Krwawa jatka w spokojnych na co dzień Bełżycach pod Lublinem. W niedzielę, koło południa, doszło tam do sąsiedzkiej sprzeczki, a ta miała dramatyczny finał. 25-letni Piotr wziął w ręce maczety i ruszył z ostrzami na dwóch mężczyzn, którzy zwrócili mu uwagę. Polała się krew.
Sąsiedzki spór zaczął się znacznie wcześniej. Już kilka dni temu jeden z pokrzywdzonych mężczyzn zwrócił 25-letniemu sąsiadowi uwagę – by nie śmiecił na jego posesji, by nie spożywał alkoholu… Wtedy skończyło się na pyskówkach. Teraz w ruch poszły maczety. W niedzielę Piotr nie wytrzymał i wypiwszy nieco wcześniej, ruszył do sąsiadów i zaatakował dwóch mieszkających w pobliżu mężczyzn. Groził, że ich pozabija.

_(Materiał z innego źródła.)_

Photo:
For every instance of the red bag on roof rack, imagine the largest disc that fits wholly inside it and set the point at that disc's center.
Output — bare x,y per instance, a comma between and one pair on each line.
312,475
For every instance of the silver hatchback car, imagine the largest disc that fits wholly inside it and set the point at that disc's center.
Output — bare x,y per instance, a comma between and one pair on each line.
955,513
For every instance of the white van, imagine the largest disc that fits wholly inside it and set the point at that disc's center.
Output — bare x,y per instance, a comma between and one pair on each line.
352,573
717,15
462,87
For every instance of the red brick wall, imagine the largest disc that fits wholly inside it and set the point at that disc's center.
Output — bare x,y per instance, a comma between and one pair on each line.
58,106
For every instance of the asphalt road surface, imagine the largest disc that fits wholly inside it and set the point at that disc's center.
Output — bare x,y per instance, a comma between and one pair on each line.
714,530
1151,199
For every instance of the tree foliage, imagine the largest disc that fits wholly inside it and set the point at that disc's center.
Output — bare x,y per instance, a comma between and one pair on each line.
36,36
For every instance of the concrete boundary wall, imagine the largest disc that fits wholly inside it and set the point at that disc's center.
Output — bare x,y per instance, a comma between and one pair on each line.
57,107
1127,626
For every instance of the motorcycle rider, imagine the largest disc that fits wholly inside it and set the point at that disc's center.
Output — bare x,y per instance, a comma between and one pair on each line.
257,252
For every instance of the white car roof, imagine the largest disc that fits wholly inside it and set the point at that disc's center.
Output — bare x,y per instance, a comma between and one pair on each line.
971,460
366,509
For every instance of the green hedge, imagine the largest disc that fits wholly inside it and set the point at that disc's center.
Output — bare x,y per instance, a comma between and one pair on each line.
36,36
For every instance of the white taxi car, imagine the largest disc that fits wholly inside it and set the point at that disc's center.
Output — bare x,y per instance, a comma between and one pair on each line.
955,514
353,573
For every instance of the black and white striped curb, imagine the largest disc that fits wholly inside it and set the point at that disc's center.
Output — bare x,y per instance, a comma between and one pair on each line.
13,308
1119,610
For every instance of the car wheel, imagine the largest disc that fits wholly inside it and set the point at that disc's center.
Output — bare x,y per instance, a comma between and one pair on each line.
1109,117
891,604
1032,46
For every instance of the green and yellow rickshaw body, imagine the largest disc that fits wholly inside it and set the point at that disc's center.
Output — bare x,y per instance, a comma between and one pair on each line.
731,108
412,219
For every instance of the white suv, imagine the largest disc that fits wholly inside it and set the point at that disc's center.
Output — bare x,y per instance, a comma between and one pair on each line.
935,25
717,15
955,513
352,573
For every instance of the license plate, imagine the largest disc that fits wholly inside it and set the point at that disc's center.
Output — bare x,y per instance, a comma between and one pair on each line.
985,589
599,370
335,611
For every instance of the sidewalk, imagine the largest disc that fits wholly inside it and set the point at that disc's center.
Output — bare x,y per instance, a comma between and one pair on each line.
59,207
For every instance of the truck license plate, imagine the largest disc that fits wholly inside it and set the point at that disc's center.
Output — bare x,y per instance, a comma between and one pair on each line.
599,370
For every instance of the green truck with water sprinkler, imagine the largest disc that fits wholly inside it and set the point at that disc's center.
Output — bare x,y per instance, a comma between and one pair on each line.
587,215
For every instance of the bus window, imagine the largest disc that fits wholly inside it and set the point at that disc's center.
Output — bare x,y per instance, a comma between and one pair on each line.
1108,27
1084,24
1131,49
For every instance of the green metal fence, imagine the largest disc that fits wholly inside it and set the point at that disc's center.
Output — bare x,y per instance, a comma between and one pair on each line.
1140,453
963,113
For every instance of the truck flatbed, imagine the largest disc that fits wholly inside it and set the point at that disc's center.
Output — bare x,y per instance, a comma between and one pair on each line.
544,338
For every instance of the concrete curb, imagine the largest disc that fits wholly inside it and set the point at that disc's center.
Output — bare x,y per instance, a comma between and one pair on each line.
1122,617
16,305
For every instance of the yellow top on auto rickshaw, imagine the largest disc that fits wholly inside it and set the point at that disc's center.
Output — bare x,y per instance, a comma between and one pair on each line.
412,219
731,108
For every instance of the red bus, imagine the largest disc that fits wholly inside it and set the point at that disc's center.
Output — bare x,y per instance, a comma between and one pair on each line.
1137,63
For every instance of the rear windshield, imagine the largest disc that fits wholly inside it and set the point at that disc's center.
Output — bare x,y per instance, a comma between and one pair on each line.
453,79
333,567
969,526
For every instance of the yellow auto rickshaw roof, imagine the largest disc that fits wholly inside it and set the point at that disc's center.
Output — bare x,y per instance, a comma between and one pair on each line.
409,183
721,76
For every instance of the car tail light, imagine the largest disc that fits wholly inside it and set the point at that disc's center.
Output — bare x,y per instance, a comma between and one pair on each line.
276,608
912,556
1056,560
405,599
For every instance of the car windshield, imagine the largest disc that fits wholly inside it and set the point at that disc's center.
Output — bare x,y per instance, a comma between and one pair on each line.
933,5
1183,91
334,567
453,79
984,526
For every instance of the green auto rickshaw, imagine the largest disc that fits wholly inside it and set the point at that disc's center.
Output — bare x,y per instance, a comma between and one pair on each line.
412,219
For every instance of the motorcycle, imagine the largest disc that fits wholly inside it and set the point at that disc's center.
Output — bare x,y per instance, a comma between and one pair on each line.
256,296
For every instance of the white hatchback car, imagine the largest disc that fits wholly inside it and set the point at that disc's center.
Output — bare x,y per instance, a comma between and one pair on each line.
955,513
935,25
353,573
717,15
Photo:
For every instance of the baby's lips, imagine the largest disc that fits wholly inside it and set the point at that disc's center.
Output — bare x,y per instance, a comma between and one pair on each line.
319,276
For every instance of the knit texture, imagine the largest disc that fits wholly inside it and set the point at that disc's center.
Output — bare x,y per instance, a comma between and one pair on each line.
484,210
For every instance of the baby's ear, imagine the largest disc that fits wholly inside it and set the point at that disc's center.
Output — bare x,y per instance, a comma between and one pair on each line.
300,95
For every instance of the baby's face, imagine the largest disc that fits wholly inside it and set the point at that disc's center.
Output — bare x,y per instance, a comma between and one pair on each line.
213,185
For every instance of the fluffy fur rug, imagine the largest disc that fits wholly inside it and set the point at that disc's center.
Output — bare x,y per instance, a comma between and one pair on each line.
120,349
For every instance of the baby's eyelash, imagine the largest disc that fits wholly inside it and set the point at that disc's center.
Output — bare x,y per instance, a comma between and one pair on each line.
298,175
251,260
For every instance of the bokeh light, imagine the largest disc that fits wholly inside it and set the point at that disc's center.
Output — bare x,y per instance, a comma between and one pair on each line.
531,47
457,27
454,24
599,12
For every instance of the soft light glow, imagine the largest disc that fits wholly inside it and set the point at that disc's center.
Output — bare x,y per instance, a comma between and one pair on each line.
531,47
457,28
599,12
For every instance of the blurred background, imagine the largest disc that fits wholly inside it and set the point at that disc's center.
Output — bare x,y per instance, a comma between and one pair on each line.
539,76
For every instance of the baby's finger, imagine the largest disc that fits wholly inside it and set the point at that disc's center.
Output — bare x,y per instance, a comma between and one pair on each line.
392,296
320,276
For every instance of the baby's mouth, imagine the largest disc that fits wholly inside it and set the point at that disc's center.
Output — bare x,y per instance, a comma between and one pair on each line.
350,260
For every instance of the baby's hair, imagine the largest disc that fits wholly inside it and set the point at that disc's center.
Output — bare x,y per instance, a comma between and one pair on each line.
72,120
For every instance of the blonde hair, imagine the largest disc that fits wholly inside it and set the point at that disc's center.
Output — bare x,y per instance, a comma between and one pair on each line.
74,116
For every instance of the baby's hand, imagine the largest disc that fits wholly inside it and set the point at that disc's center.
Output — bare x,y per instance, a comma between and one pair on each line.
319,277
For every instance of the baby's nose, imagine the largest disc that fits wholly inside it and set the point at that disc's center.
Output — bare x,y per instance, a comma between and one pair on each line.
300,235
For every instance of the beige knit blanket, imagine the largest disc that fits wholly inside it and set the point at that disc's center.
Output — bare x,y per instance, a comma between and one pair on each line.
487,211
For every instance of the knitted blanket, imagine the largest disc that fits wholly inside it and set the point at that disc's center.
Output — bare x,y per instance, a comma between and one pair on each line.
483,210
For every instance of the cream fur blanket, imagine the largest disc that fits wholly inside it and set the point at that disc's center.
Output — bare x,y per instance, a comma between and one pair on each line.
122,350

– Jeden z nich miał powierzchowne rozcięcie, natomiast drugi w trakcie zajścia doznał rany nogi i konieczna była pomoc medyczna – relacjonuje kom. Kamil Gołębiowski z Komendy Miejskiej Policji w Lublinie. – Napastnikiem był mieszkający kilkaset metrów dalej mieszkaniec Bełżyc. Funkcjonariusze od razu weszli na posesję i tam zatrzymali 25-latka.
Młody mężczyzna był nietrzeźwy. Miał ponad promil alkoholu w organizmie. – Zatrzymany był pobudzony i bardzo agresywny. W trakcie czynności wyzywał i znieważał funkcjonariuszy – dodaje Gołębiowski. Mężczyzna trafił do celi w kaftanie bezpieczeństwa i specjalnym kasku – chroniącym życie jego i innych – podaje Dziennik Wschodni.
Policja potwierdza, że mężczyzna ma sporo na sumieniu. W przeszłości był wielokrotnie karany – m.in. za kradzieże i włamania. Teraz też może stanąć przed sądem i usłyszeć kolejny wyrok. 25-latek musi liczyć się z odpowiedzialnością karną za kierowanie gróźb karalnych, uszkodzenie ciała, znieważenie policjantów i zmuszenie do zaniechania prawnej czynności służbowej. Grozi mu pięć lat więzienia.